Анна Дашкова находила Гумилева худым и физически неразвитым (без «элементарной спортивной тренировки») молодым человеком, который носил сшитый не по росту плащ полувоенного вида, надевал под потертый пиджак выцветшую штормовку. Обут он был в стоптанные кирзовые сапоги. Головной убор – «черный картуз с надломленным козырьком», поверх этого картуза, который будет служить Гумилеву еще не один год, он надевал накомарник. Зато восемнадцатилетний Лев был живым, общительным, воспитанным, образованным, начитанным (особенно в русской литературе) юношей. В поезде он охотно рассказывал Анне о своем детстве в Бежецке, о бабушке, читал стихи своего отца, благо Дашкова, дочь офицера, с детства знала о Николае Гумилеве. В экспедиционном лагере, на привале или у вечернего костра Гумилев тоже любил поговорить. Вечером вокруг Гумилева собирались «все, кто не оставался в палатке». Кажется, тогда впервые у Гумилева проявился дар рассказчика: «Фантазия, как-то особенно правдиво выдававшаяся им за быль, была необыкновенно привлекательной и временами таинственной». Наблюдение, вне всякого сомнения, точное и чрезвычайно примечательное.

При этом Гумилев уже тогда любил и умел спорить, а собственную точку зрения защищал, как хороший солдат – выгодную позицию.

Тяготы жизни в палатке не пугали молодого Льва. Экспедиция уходила на несколько дней в горы, где питаться приходилось консервами, и Дашкова вспоминала, как Гумилев, доставая очередную банку опостылевших шпрот, весело предлагал: «Вскроем гадов!» Зато в базовом лагере на берегу Байкала питались знаменитым омулем, вкус которого не может забыть всякий, кто его хоть раз в жизни попробовал.

Бесстрашие соединялось в молодом Льве с упорством и своеволием. Презрев инструкции по технике безопасности, он один переходил вброд холодные и бурные горные реки. Всякий раз товарищи отправлялись вниз по течению – «ловить Льва», но Гумилев самостоятельно выбирался на берег. Такое же бесстрашие он проявил, когда в одиночку нашел очаг лесного пожара и попытался его потушить. Неизвестно, чем бы это для него закончилось, если бы внезапный ливень не спас его вместе с горящей тайгой.

Работать на Хамар-Дабане можно только летом.

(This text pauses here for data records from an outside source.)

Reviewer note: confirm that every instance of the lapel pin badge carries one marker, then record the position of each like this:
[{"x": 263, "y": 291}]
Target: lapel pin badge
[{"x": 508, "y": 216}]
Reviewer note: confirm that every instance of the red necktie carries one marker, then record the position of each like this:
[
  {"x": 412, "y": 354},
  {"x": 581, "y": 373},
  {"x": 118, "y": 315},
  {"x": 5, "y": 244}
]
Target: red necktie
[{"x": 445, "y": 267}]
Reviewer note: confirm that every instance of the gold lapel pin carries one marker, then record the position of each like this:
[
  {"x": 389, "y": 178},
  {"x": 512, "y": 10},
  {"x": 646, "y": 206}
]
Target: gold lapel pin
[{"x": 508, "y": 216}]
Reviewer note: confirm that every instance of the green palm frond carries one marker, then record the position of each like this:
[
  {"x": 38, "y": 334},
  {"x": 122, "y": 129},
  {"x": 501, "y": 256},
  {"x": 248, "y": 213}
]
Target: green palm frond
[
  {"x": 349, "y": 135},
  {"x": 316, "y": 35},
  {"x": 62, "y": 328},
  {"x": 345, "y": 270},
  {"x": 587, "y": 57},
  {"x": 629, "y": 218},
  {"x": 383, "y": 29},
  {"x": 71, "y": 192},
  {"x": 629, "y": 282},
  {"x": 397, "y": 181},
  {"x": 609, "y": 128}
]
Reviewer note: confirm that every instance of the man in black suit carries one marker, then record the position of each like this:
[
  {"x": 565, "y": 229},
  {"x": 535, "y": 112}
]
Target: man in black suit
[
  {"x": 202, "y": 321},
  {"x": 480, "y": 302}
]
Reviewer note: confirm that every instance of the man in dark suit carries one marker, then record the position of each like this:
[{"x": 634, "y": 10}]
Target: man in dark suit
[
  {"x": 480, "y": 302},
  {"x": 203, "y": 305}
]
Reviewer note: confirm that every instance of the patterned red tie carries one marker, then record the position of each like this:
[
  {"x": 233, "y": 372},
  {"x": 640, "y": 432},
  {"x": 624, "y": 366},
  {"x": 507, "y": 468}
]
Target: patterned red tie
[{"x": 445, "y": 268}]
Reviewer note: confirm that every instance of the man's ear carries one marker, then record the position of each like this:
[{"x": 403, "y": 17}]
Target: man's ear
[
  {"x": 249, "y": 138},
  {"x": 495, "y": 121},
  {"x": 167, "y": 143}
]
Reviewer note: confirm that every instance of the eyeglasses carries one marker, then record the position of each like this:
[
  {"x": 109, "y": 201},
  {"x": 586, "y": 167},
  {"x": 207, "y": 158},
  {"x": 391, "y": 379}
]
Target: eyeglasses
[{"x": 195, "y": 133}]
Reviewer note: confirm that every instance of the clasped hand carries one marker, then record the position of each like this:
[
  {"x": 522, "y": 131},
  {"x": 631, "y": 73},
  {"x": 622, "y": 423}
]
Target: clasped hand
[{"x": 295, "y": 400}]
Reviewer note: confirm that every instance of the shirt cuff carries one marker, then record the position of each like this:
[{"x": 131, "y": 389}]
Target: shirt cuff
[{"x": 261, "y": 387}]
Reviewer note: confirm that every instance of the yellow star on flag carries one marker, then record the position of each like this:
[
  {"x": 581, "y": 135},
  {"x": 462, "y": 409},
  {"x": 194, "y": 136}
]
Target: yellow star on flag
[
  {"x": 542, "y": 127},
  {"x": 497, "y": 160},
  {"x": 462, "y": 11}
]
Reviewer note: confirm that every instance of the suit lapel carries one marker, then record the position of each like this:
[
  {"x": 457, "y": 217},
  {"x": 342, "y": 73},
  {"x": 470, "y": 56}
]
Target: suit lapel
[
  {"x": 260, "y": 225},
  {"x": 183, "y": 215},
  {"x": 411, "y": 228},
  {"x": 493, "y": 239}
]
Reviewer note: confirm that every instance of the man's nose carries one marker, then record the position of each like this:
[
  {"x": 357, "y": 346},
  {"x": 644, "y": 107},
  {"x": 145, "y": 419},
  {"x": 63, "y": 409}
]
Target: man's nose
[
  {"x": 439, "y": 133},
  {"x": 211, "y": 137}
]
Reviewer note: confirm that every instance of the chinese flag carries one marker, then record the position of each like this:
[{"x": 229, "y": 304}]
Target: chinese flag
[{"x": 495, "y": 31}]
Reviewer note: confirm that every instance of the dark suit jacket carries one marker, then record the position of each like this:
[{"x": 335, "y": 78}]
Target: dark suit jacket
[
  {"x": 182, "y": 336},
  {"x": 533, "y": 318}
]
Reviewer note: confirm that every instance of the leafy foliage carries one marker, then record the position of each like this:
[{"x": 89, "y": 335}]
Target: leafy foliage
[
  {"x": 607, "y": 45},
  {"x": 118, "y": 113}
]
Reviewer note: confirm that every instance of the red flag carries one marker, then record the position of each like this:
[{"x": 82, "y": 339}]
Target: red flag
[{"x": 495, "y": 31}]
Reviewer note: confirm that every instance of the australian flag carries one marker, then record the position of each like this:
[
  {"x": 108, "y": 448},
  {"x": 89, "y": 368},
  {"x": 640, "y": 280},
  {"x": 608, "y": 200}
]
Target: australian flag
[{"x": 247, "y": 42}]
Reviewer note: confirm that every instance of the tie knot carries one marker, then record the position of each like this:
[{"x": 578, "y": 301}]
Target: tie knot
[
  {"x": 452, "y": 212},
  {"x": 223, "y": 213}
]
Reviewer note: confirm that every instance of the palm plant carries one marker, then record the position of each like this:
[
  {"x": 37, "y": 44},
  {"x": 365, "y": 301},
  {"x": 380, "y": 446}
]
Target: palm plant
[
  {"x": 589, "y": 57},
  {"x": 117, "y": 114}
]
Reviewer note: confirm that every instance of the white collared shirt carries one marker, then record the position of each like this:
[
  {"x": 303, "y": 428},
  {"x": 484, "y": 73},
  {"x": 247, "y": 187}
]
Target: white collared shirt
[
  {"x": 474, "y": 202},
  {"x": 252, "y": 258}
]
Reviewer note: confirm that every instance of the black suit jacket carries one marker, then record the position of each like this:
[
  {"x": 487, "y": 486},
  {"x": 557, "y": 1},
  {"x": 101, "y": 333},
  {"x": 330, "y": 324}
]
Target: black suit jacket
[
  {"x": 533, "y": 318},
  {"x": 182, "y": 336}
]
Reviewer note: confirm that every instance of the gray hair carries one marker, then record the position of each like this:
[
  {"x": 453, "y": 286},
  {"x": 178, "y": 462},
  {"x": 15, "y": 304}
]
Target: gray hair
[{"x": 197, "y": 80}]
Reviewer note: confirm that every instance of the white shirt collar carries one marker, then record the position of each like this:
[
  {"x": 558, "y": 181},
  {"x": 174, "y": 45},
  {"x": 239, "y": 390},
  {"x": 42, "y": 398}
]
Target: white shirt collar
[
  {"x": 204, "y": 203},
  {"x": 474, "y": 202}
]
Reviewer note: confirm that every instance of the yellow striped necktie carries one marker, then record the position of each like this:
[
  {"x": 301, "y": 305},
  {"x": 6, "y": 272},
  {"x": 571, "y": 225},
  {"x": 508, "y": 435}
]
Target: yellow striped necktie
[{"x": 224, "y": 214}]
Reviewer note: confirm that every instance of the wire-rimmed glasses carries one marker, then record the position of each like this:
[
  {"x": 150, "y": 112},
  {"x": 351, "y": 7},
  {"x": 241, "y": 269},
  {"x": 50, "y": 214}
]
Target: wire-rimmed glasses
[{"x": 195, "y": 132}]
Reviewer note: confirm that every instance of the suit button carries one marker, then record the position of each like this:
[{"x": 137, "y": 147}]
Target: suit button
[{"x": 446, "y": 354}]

Первые заморозки там случаются в конце августа, а в сентябре в горах уже выпадает снег, в октябре устанавливается прочный снежный покров. В 1931 году Прибайкальская экспедиция завершила свою работу, очевидно, уже в первых числах августа, и Лев с Анной вернулись в Ленинград, где продолжали встречаться по крайней мере до второй половины 1933 года.

Датировать возвращение Гумилева началом августа позволяет письмо японскому филологу Кандзо Наруми. Гумилев написал его 18 августа 1931 года и отправил из Детского (Царского) Села в Ленинград. Ахматова познакомилась с Наруми только 19 июня 1931 года, а Гумилев – уже после своего возвращения, то есть в первой половине августа 1931-го. В Ленинграде Гумилев поселился у Льва Аренса, брата первой жены Николая Пунина, но бывал и у матери на Фонтанке, где, очевидно, и состоялся его разговор с Кандзо Наруми. Вскоре Гумилев уехал в Детское Село к знакомым Констанции Фридольфовны Лампе, племянницы его бабушки, Анны Ивановны. Лев, кажется, старался использовать всякую возможность уйти из «гостеприимного» Фонтанного дома. Позднее из-за ссор с Пуниным Гумилев иногда ночевал у Станюковичей, соседей по дому 34 на Фонтанке.

Прибайкальская экспедиция оказалась не только первой, но и самой восточной в его жизни. Дальше – в Забайкалье и Монголию – ему не удастся проникнуть, так уж сложится его жизнь. Зато опыт, приобретенный на берегах Байкала и склонах Хамар-Дабана, поможет ему и позднее: в Таджикистане, в Крыму, на Дону, Ангаре, Тереке – повсюду, где Гумилев будет трудиться с геологами или археологами.